TinyTM / Discussion / Open Discussion: RFC-New functions in protocol

A request for comments on my protocol proposal. All these functions are implemented and being tested right now (with lots of errors still).

NEW Functions: currently being implemented

-tinytm_new_segment(original_parameters... , tagged_source_tagged_text, tagged_target_text, source_tmx_text, target_tmx_text, source_tag_ids, target_tag_ids, )

-tinytm_new_segment(original_parameters... , tagged_source_tagged_text, tagged_target_text, source_tmx_text, target_tmx_text, source_tag_ids, target_tag_ids, industry_name, next_id, previous_id, context_group_id,segment_hash, ph_strat_id )

-tinytm_define_context(id, next, previous)
adds context to segment

-tinytm_generate_hash(id) -- problems with int overflow - not overflowing as in Java.. Use importer function to generate hash
generates hash code for segment with id

-tinytm_generate_hash_all()
generates hash code for all segments in tiny_tm -- uses tinytm_generate_hash()

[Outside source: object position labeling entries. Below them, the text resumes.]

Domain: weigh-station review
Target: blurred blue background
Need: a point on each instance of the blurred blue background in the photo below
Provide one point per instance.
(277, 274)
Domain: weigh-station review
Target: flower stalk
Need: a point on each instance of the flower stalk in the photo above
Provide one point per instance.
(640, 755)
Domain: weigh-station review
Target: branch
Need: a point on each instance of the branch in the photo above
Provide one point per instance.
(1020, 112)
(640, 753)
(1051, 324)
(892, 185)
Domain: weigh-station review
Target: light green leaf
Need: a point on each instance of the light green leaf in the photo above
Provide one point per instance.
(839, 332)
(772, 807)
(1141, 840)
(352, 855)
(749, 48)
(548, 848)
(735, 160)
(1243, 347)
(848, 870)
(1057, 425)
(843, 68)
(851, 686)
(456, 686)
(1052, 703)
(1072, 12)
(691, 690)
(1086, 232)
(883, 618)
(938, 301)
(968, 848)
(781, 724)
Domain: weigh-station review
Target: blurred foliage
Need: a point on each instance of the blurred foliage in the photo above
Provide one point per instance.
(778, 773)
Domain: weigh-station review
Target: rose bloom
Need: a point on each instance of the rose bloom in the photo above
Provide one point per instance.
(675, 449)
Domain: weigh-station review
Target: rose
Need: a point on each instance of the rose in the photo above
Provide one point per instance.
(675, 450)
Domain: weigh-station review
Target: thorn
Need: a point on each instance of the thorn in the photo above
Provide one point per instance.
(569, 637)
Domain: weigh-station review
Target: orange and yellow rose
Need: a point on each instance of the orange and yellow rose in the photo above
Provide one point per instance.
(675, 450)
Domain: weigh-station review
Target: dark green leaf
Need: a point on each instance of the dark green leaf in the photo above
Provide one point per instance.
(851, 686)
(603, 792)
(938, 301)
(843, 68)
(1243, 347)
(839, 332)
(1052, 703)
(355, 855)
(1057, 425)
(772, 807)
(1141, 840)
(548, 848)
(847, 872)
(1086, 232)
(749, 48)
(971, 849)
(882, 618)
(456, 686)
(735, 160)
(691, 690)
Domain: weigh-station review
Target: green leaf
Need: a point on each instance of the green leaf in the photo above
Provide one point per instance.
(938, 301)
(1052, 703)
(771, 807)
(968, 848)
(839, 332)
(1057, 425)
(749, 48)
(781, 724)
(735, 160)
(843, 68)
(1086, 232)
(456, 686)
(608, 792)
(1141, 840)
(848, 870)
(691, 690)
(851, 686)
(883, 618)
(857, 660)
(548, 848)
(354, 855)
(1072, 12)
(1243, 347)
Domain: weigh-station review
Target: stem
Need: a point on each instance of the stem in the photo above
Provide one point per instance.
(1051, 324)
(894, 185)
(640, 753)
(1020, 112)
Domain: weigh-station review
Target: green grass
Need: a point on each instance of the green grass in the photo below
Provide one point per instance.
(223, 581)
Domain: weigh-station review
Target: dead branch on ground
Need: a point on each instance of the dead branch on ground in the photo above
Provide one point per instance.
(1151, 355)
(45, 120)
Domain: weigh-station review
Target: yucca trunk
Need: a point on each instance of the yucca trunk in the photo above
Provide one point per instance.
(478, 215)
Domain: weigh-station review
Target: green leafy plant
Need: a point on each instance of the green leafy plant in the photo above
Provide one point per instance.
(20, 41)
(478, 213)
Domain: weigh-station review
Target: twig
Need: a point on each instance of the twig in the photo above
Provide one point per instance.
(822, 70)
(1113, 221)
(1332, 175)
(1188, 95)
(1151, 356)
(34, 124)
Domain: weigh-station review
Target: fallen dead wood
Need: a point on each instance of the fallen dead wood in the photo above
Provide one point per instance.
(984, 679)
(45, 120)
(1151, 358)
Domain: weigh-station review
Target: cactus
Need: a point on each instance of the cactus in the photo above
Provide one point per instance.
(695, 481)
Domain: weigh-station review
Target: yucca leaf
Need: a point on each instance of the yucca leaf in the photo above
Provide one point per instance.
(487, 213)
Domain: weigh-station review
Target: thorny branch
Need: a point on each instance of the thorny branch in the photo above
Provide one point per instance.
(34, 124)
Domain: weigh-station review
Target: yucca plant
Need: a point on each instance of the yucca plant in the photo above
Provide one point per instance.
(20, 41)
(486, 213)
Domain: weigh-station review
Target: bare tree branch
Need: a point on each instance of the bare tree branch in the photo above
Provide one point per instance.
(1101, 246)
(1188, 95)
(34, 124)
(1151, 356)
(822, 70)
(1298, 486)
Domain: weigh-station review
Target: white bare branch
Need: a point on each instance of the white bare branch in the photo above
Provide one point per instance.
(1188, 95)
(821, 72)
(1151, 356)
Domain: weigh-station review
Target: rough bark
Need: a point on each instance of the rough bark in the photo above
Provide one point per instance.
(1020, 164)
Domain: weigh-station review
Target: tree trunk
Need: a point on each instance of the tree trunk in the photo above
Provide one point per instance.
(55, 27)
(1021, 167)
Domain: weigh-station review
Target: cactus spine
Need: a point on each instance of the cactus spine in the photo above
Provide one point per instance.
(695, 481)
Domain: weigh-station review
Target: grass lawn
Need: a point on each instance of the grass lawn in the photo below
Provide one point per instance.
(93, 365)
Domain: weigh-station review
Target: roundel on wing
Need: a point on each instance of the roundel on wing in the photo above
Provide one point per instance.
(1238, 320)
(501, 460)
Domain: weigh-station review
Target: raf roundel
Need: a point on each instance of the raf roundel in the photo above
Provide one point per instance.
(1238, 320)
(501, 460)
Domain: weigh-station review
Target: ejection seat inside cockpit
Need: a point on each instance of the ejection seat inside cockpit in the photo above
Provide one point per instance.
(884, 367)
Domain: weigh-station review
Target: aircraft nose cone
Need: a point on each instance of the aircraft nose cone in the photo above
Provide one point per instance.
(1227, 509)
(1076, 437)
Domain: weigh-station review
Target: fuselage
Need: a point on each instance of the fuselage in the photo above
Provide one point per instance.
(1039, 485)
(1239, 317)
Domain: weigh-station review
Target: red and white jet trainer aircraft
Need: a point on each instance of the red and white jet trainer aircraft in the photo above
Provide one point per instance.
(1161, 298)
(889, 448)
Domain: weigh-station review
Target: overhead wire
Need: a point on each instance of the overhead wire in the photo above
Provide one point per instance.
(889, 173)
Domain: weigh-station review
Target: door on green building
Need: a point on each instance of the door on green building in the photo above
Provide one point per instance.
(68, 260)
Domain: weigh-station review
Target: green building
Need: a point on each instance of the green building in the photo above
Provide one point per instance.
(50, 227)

-tinytm_hash_search(int hash) -- ??private??
searches 100% matches based on hash code

-tinytm_industry_search(varchar industry_id) -- ??private??
narrows searchs by filtering the segments by industry

-tinytm_context_search(int central_hash, int next_context_hash, int previous_context_hash) -- private
search 100% matches by hash and by 100% match of neighboring segments

-tinytm_get_fuzzy_matches_by(source_lang, target_lang, source_text, method) -- public interface to all 3 search methods
          fuzzy search using all added methods
         *method one of "hash", "combined", "contextfree",
         combined = narrow by industry find hash and check context, if no results get fuzzy narrowed by industry
         contextfree = exact matches without context search narrowed by industry
         hash = exact across all industries without context search

helper functions:

-tinytm_define_context(int segment_id, varchar next_segment_key, varchar previous_segment_key)
the segments must have the same context_group_id to create the context relation between them
if segment doesn't have left or right context (is at the end of paragraph) it has next or prev id = -1,
segment -1 is added to the segments table to not invalidate the fk_constraint, this is not same as id being NULL
NULL means no context defined, -1 context defined as not existent.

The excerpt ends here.